Por tantas, angustiado, deixei a vila, resolvido a esquecer tudo. Fugi sem me despedir dos fiéis. E até de Liliana, por quem nutria um carinho mui especial. A angústia aumentou e, longe daquele mundo maravilhoso, deixei de sair de casa, como normalmente fazia. Até que uma vez resolvi deixar a bronca de lado e fui passear pela vila. Infelicidade. A vila não era mais a mesma. Os cães eram outros, as pessoas também. Com uma ponta de medo, pensei em Liliana. E não foi sem remorso que, tomando o caminho por ruelas antes queridíssimas, dei de cara com ela, tremia de frio. Tirei meu casaco. Ela me reconheceu, grunhiu. Nossos olhos choraram. Ela sentia fome. O que fizeram com você, Liliana?, eu me perguntei, mas, no mesmo instante, a resposta pairava sobre o mundo cruel que se vinga com unhas quando administra a vida, isso valendo para o rei e para o cão. Filosofia sem nenhum gosto, despedi-me de Liliana, prometendo nunca mais voltar. Certamente ela morreria de frio e fome, e eu me livraria do pesadelo e do remorso.

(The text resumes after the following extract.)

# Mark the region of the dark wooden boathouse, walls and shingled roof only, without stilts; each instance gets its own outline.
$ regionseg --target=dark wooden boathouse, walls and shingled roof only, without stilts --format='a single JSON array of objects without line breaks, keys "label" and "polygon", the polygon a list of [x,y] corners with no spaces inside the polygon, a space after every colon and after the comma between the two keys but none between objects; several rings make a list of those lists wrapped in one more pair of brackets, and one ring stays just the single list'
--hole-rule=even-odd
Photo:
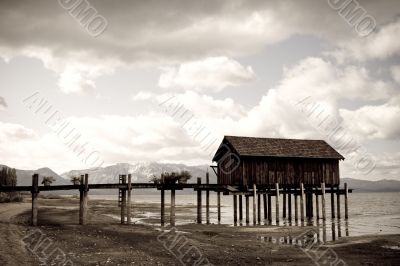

No entanto, disposto a sacrificar toda a minha vida, passei noites em claro. Estava ferrado, a unha me tomara. Que fazer?

Dias depois retornei à vila com um machado. Não tinha dinheiro, não tinha mais nada. Havia me deixado também ser administrado. Era um doido a mais, apenas. E no mesmo local onde a havia deixado, consegui reencontrar Liliana. Ela estava nas últimas, agasalhada ainda no meu casaco. A alguns metros de distância, olhei em seus olhos de gaze. Peguei o machado e tirei toda a roupa. Com cuidado, me aproximei, me ajoelhei diante de sua cabeça, cobri-a com imenso carinho e, acertadamente...

... cortei o pênis, a dor foi imensa!!!, e joguei-o para Liliana, come, pequena, come!